Lorsque Lawrence Wright a entendu parler pour la première fois de l’apparition d’un nouveau virus mortel en Chine, un sentiment étrange et troublant l’a envahi. « J’avais le sentiment que ce que j’avais écrit était sur le point de se réaliser », se souvient-il récemment. Wright est surtout connu en tant que journaliste, mais il a passé ces dernières années à faire des recherches et à écrire un roman. Se déroulant au printemps 2020, il raconte l'histoire d'un virus fictif originaire d'Asie et qui se déchaîne à travers le monde, submergeant les systèmes de santé, obligeant les écoles à fermer et les citoyens à se réfugier sur place, et plongeant l'économie mondiale dans la ruine.
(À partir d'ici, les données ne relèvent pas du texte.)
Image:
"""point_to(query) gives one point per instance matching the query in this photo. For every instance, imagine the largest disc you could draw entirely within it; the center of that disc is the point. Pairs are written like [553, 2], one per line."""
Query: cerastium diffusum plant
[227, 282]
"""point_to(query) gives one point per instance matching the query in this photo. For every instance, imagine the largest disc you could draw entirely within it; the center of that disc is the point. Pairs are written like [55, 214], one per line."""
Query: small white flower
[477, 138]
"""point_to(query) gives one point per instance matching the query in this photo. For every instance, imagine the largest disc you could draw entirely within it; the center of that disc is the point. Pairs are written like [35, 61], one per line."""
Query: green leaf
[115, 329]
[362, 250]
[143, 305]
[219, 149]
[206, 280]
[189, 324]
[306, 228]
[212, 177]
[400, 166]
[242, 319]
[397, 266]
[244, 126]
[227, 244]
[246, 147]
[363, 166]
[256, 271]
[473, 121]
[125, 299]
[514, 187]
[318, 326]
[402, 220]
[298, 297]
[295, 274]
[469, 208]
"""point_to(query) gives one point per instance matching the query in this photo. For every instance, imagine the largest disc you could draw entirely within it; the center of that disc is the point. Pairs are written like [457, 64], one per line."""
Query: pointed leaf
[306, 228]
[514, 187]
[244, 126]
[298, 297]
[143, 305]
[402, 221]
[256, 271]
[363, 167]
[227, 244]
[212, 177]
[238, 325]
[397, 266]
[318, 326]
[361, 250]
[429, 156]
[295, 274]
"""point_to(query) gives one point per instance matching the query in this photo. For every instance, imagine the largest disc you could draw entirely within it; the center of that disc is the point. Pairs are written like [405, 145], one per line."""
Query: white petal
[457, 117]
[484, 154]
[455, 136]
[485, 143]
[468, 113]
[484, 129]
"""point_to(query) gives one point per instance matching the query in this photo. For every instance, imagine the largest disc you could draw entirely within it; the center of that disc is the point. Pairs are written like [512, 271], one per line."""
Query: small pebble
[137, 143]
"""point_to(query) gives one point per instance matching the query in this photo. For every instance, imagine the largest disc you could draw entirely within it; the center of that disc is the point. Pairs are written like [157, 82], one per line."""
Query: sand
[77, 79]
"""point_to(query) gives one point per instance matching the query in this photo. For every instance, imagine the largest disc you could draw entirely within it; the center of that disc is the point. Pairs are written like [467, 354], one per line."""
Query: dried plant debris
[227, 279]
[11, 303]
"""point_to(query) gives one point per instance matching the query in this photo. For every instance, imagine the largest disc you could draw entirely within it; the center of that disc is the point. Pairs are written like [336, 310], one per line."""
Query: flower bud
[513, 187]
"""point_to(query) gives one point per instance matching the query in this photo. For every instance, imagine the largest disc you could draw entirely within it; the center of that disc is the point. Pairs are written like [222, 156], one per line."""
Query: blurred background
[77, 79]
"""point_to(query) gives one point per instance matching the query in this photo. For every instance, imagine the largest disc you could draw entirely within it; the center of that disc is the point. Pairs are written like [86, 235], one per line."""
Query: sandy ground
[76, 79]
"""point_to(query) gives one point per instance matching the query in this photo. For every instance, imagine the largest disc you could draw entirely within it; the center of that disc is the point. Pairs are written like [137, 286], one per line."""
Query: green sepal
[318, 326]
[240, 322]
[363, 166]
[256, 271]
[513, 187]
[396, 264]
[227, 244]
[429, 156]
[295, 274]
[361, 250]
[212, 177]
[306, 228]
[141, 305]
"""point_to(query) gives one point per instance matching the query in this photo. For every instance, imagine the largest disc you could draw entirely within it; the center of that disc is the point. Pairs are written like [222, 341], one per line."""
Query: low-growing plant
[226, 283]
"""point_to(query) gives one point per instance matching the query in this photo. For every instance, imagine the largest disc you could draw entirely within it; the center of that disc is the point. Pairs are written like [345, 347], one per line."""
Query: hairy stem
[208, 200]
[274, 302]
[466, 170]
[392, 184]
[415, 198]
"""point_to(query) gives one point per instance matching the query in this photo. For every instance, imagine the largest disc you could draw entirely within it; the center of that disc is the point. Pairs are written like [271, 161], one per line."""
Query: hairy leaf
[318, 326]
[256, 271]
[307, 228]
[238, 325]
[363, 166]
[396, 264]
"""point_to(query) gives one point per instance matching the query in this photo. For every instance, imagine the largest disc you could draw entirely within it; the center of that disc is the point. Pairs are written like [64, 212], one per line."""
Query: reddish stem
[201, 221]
À un moment donné, un responsable du gouvernement informe un collègue que les États-Unis ne disposent que de suffisamment de ventilateurs pour accueillir une fraction des personnes qui en ont besoin. En regardant chacun de ces événements se dérouler dans la réalité, Wright a ressenti « une sorte d’étonnement », a-t-il déclaré. «Quand j'écrivais le roman, je pensais que cela pourrait arriver un jour», a-t-il déclaré, «mais je ne pensais pas que cela arriverait.aujourd'hui.»
La fin octobre sera publié plus tard ce mois-ci, deux semaines plus tôt que prévu initialement. D'autres titres ont été retardés par la crise, mais Knopf a choisi de les récupérer.La fin octobreentre les mains des lecteurs confinés à la maison le plus rapidement possible, en notant lehausse des ventes de récits classiques sur la pandémie commecelui d'Albert CamusLa pesteet celui de Stephen KingLe stand. «On me traite de profiteur», m'a dit Wright l'autre jour, s'exprimant sur FaceTime depuis son bureau à domicile bordé de livres à Austin, au Texas. LeTélégraphe, notait-il sèchement, avait récemment écrit queLa fin octobre"C'est peut-être le seul livre à bénéficier d'un lancement alors que le coronavirus se propage." Pendant ce temps, ses amis lui reprochaient d’être « un prophète » – une épithète que le modeste Texan rejetait avec un petit rire bon enfant. « Je ne me considère pas comme un prophète ni même comme un prémonitoire », a-t-il déclaré. « La question que pose habituellement le journalisme est : « Que s'est-il passé ? Notre compétence consiste à sortir, à parler aux gens, à vérifier leurs faits et à essayer de les comprendre nous-mêmes afin de pouvoir les expliquer à nos lecteurs. Il n'y a pas un grand pas à faire pour dire : « Qu'est-ce quepourraitarriver?'"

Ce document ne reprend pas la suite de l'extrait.